Relation between object file and shared object file

ASHOK picture ASHOK · Jul 31, 2009 · Viewed 17.1k times · Source

what is the relation between shared object(.so) file and object(.o) file?

can you please explain via example?

Answer

quark picture quark · Jul 31, 2009

Let's say you have the following C source file, call it name.c

#include <stdio.h>
#include <stdlib.h>

void print_name(const char * name)
{
    printf("My name is %s\n", name);
}

When you compile it, with cc name.c you generate name.o. The .o contains the compiled code and data for all functions and variables defined in name.c, as well as index associated their names with the actual code. If you look at that index, say with the nm tool (available on Linux and many other Unixes) you'll notice two entries:

00000000 T print_name
         U printf

What this means: there are two symbols (names of functions or variables, but not names of classes, structs, or any types) stored in the .o. The first, marked with T actually contains its definition in name.o. The other, marked with U is merely a reference. The code for print_name can be found here, but the code for printf cannot. When your actual program runs it will need to find all the symbols that are references and look up their definitions in other object files in order to be linked together into a complete program or complete library. An object file is therefore the definitions found in the source file, converted to binary form, and available for placing into a full program.

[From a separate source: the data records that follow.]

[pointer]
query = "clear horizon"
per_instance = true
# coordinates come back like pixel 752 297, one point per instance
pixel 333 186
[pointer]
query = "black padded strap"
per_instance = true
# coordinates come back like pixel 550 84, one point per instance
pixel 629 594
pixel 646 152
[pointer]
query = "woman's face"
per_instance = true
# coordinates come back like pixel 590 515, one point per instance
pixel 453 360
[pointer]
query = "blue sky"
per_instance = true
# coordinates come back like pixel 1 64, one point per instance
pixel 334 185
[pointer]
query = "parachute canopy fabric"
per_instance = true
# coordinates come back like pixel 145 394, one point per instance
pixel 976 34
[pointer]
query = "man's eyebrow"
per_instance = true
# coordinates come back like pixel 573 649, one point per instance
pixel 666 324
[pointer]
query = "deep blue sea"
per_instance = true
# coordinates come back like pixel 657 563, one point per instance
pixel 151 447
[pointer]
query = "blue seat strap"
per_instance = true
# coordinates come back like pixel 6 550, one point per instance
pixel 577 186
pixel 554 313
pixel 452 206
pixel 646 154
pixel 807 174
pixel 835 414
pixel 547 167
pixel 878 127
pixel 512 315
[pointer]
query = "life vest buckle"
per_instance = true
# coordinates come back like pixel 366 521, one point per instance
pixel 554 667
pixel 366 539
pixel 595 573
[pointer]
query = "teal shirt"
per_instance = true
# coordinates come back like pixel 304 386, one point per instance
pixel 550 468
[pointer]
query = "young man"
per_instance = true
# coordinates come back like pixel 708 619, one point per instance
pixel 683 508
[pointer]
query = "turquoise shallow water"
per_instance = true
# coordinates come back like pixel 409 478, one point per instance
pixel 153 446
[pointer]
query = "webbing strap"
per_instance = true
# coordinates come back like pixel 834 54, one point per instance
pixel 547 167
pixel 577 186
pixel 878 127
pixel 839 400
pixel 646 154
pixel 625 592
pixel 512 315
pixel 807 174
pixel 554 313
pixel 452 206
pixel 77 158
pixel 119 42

You can link together .o files one by one, but you don't: there are generally a lot of them, and they are an implementation detail. You'd really prefer to have them all collected into bundles of related objects, with well recognized names. These bundles are called libraries and they come in two forms: static and dynamic.

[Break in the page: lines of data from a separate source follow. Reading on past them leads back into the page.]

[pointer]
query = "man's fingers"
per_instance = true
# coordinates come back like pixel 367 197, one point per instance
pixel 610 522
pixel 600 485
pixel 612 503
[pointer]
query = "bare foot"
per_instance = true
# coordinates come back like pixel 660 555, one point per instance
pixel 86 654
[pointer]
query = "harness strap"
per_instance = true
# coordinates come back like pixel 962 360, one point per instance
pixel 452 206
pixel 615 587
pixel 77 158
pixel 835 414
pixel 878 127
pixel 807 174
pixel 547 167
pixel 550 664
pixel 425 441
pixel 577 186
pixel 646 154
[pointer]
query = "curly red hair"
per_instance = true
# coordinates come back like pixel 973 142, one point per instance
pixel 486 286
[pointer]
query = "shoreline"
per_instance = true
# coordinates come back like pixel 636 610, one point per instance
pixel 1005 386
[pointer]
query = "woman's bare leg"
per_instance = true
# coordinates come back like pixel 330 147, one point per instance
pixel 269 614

A static library (in Unix) is almost always suffixed with .a (examples include libc.a which is the C core library, libm.a which is the C math library) and so on. Continuing the example you'd build your static library with ar rc libname.a name.o. If you run nm on libname.a you'll see this:

name.o:
00000000 T print_name
         U printf

As you can see it is primarily a big table of object files with an index finding all the names in it. Just like object files it contains both the symbols defined in every .o and the symbols referred to by them. If you were to link in another .o (e.g. date.o to print_date), you'd see another entry like the one above.

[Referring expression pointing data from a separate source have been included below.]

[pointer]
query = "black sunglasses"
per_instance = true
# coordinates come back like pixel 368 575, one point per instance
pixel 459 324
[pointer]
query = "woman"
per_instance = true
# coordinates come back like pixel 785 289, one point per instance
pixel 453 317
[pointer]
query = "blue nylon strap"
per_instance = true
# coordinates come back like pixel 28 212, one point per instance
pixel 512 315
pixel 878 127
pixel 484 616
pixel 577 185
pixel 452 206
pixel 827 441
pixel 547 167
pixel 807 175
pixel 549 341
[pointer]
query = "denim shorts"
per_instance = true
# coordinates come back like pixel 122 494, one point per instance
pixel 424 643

If you link in a static library into an executable it embeds the entire library into the executable. This is just like linking in all the individual .o files. As you can imagine this can make your program very large, especially if you are using (as most modern applications are) a lot of libraries.

A dynamic or shared library is suffixed with .so. It, like its static analogue, is a large table of object files, referring to all the code compiled. You'd build it with cc -shared libname.so name.o. Looking at with nm is quite a bit different than the static library though. On my system it contains about two dozen symbols only two of which are print_name and printf:

00001498 a _DYNAMIC
00001574 a _GLOBAL_OFFSET_TABLE_
         w _Jv_RegisterClasses
00001488 d __CTOR_END__
00001484 d __CTOR_LIST__
00001490 d __DTOR_END__
0000148c d __DTOR_LIST__
00000480 r __FRAME_END__
00001494 d __JCR_END__
00001494 d __JCR_LIST__
00001590 A __bss_start
         w __cxa_finalize@@GLIBC_2.1.3
00000420 t __do_global_ctors_aux
00000360 t __do_global_dtors_aux
00001588 d __dso_handle
         w __gmon_start__
000003f7 t __i686.get_pc_thunk.bx
00001590 A _edata
00001594 A _end
00000454 T _fini
000002f8 T _init
00001590 b completed.5843
000003c0 t frame_dummy
0000158c d p.5841
000003fc T print_name
         U printf@@GLIBC_2.0

A shared library differs from a static library in one very important way: it does not embed itself in your final executable. Instead the executable contains a reference to that shared library that is resolved, not at link time, but at run-time. This has a number of advantages:

  • Your executable is much smaller. It only contains the code you explicitly linked via the object files. The external libraries are references and their code does not go into the binary.
  • You can share (hence the name) one library's bits among multiple executables.
  • You can, if you are careful about binary compatibility, update the code in the library between runs of the program, and the program will pick up the new library without you needing to change it.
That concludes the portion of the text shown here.